Enterovirus D68 Full-Genome Nextstrain Analysis
Performs a full Nextstrain analysis on full-genome Enterovirus D68.
Quickstart
Setup
Download in tab delimited format all samples that are Enterovirus -> Enterovirus D -> Enterovirus D68 using ViPR's search function, with sequence length min:6400, max:8000. (There should be ~520+.) (Using the 'full genome' tick-box will result in fewer sequences)
Place this file in enterovirus_genome/data
(you may need to create data
), and include the name of that file on line 9 of the Snakefile (replacing data/genomeEntero-30Jan18.tsv
or similar).
Place sequences and metadata from Swedish sequences in the data
folder, and ensure the filenames on lines 12 and 13 of the Snakefile match your own.

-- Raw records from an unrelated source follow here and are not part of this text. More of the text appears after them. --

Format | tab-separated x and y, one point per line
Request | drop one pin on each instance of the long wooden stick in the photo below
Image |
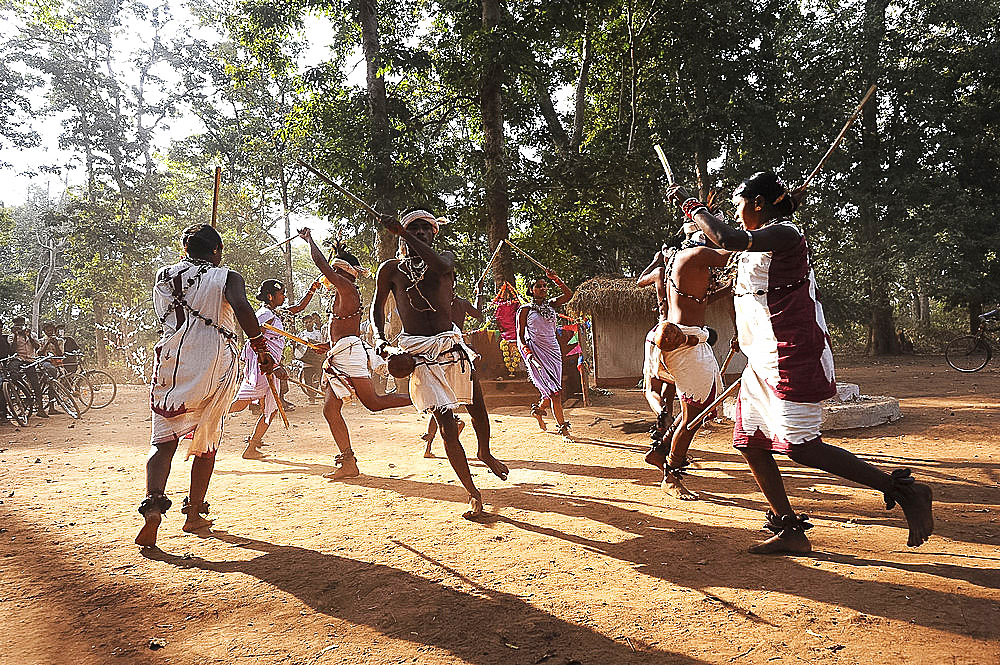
268	326
279	244
347	194
711	407
215	194
488	265
526	255
840	136
277	398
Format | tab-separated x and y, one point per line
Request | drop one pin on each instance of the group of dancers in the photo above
780	328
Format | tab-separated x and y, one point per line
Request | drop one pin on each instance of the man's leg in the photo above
156	502
914	498
256	438
789	528
194	504
481	425
677	457
456	457
347	464
365	390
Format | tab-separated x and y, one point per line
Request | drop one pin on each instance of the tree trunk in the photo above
491	105
380	144
882	327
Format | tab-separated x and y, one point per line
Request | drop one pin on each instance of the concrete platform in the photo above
850	409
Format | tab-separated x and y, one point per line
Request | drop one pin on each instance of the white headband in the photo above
413	216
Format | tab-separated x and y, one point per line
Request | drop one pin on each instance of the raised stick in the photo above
215	194
268	326
277	398
347	194
711	407
526	255
840	136
492	259
279	244
666	165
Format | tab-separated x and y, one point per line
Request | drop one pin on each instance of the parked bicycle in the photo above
104	386
971	353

If you have other sequences & metadata (not on GenBank) you'd like to add, you can include these on lines 15 and 16.
Regions
This script will allow you to look at sequences by region as well as country. The Snakefile is already set up for this kind of analysis, and region will be automatically generated for all downloaded sequences.
However, you should ensure the Swedish metadata file, and any additional 'manual' files, have an additional column called 'region' with an entry for each sample ('europe' - lowercase). Otherwise, no Swedish/manual sequences will have a region.
Running
Navigate to the enterovirus_genome
folder and run snakemake "auspice/enterovirus_d68_genome_tree.json"
to do a full-genome build. Initial runs may take some time, as downloading all sequences from GenBank is slow.
All accession numbers are compared, so a sequence already included in 'Swedish' or 'manual' files will not be downloaded from GenBank.
Reruns
This Snakefile is written to make adding new data from ViPR easier. Simply download the latest full collection of samples from ViPR (using the same instructions as above), place the new file in data
, and replace the filename on line 9 of the Snakefile. Run snakemake
, and the script should automatically only download and BLAST sequences with accesssion numbers that have not previously been checked (even if they were not included in the analysis).
After adding any new sequences, the a new full Nextstrain analysis will proceed.
Technical Notes
Strain names
Unlike the VP1 build, strain names are not modified in this pipeline.
Blasting
Because only whole-genome sequences are used, no Blasting is done in this pipeline (unlike VP1)
Reruns
This Snakefile saves a copy of the most recently run parsed, downloaded ViPR file, and uses this to decide whether an accession number is 'new.' f you delete or modify the files in the 'genbank' folder that's created, then you may trigger a completely new run.